Improve Your Local Hospitals - Reduce Bloodstream Infections

An innovative "checklist" to reduce central line bloodstream infections in intensive care units has had incredible success in hospitals where it's been adopted. Make sure your area hospitals use it too -- it doesn't take a law, just some public pressure!

Ask your state lawmakers to get local hospitals on board with this lifesaving campaign. More than 30,000 Americans die each year from central line associated blood stream infections (CLABSI) -- and federal researchers just reported an 8 percent increase in these infections over the year before.

We can prevent these unnecessary deaths by getting hospital workers to follow a simple checklist that has been proven to reduce infections by two-thirds. Send a letter now to your state legislators so they know residents are asking for this common-sense prevention program.

Subject: How local hospitals can save lives, money

Dear [Decision Maker],

With some encouragement from you, our local hospitals can save lives and money by following a simple five-step checklist to prevent deadly bloodstream infections in patients. It doesn't take a new law, but it will take some awareness and pressure from leaders like you to encourage hospitals in our district to participate. I ask you to join me in getting area hospitals to implement this life-saving checklist.

[Your personalized comments will be added here.]

Each year more than 30,000 Americans die from bloodstream infections they get from catheters while in the hospital. And just this week, the Agency for Healthcare Research and Quality reported an 8 percent increase in these infections over the year before. These types of infections add an average $42,000 to the hospital bills of each ICU patient.

But a leading Johns Hopkins doctor developed a simple, low-cost checklist that when used, cuts that deadly infection rate by two-thirds. Dr. Peter Pronovost, a critical care specialist and patient-safety researcher at Johns Hopkins School of Medicine, developed a five-step checklist to prevent them.

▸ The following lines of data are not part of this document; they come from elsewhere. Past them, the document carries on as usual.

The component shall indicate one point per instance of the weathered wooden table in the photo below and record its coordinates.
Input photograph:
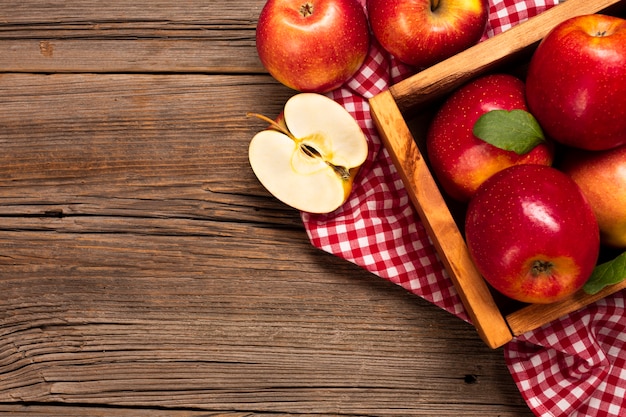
(143, 269)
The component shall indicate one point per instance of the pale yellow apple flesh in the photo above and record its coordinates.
(311, 164)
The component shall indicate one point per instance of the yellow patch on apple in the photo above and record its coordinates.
(310, 159)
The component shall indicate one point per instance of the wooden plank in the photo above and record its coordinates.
(138, 36)
(516, 43)
(82, 135)
(438, 220)
(167, 321)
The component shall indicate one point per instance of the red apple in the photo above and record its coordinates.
(312, 45)
(423, 32)
(602, 177)
(576, 84)
(460, 160)
(532, 234)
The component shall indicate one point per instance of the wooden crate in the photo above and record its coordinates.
(402, 114)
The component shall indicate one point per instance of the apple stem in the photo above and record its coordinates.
(540, 267)
(306, 9)
(273, 124)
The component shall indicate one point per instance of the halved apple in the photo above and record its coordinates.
(308, 160)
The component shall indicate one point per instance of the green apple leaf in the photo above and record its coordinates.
(515, 130)
(607, 273)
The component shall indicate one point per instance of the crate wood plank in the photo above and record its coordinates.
(144, 270)
(513, 45)
(436, 217)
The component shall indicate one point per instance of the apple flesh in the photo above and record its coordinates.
(602, 177)
(532, 234)
(460, 160)
(576, 82)
(312, 45)
(309, 159)
(423, 32)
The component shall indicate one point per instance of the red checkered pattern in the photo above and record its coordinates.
(575, 366)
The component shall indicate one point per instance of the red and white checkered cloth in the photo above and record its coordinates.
(575, 366)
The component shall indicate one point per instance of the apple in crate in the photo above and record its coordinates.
(576, 83)
(532, 234)
(461, 160)
(312, 45)
(309, 159)
(602, 177)
(423, 32)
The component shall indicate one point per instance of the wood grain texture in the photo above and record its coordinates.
(438, 220)
(144, 270)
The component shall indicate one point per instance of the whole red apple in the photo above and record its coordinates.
(423, 32)
(312, 45)
(576, 83)
(532, 234)
(460, 160)
(602, 177)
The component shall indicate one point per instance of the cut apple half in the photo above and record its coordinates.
(309, 158)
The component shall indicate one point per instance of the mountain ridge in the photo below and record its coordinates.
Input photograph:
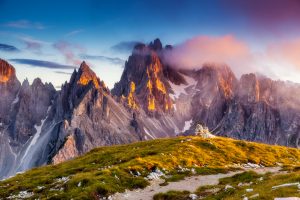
(151, 100)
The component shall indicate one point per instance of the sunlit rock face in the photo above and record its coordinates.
(9, 87)
(7, 72)
(145, 70)
(39, 125)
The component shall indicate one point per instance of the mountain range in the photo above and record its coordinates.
(39, 125)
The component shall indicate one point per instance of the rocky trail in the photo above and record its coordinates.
(189, 184)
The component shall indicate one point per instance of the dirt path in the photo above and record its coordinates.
(190, 184)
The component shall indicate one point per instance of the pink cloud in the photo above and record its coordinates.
(69, 51)
(286, 53)
(199, 50)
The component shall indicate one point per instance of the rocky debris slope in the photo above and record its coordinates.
(39, 125)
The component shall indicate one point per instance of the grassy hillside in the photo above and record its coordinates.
(261, 186)
(106, 170)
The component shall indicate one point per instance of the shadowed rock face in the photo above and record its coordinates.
(145, 70)
(39, 125)
(9, 87)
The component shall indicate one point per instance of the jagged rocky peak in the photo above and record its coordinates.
(85, 75)
(143, 82)
(7, 72)
(249, 90)
(218, 78)
(156, 45)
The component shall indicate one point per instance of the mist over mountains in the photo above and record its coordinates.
(154, 98)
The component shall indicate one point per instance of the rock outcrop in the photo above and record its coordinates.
(39, 125)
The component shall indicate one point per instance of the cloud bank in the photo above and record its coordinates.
(193, 53)
(8, 48)
(124, 46)
(69, 50)
(112, 60)
(42, 63)
(25, 24)
(277, 60)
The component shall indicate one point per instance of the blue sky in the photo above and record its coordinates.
(63, 33)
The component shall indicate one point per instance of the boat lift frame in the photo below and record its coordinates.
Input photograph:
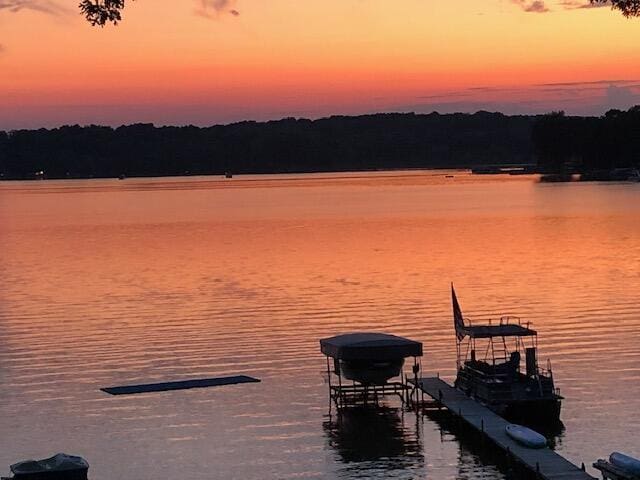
(356, 394)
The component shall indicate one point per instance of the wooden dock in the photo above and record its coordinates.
(544, 462)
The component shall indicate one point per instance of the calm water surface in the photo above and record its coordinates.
(108, 282)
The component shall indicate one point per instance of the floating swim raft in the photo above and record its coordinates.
(181, 385)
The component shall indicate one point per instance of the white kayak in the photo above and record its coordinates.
(625, 462)
(525, 436)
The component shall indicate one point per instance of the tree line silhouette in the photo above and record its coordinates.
(339, 143)
(558, 143)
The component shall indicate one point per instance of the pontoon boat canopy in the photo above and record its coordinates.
(58, 463)
(370, 346)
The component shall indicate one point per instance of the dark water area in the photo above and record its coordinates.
(109, 282)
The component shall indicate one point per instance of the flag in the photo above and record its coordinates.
(458, 320)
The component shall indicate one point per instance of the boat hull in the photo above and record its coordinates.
(521, 400)
(371, 372)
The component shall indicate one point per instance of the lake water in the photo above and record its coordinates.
(108, 282)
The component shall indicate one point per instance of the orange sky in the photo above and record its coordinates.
(177, 62)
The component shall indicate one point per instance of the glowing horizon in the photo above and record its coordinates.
(170, 64)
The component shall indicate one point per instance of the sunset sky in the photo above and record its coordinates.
(216, 61)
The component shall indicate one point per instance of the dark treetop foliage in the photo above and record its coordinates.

When it was implemented in Michigan, central-line bloodstream infections dropped by 66 percent, and was estimated to save more than 1,500 lives and $200 million in the first 18 months.

The five steps to inserting these "lines" or catheters are easy: wash hands; disinfect the patient's skin; use barrier precautions -- like masks, gowns and gloves; avoid placing the catheter in the groin area; and remove unnecessary catheters. One more important step has to be included: allow nurses to call attention to doctors who fail to follow the checklist.

More hospitals are gradually adopting this proven checklist, but we need leaders like you to get all of our area hospitals to join up. Dr. Pronovost's national program gives hospitals technical support on implementing the checklist.

To see which hospitals in your district are participating, go to his program's website at http://www.safercare.net/OTCSBSI/Participation.html

This checklist is effective, it saves lives and money, and it doesn't cost the state anything. Would you please use your influence by urging hospitals in your district to participate in this lifesaving program?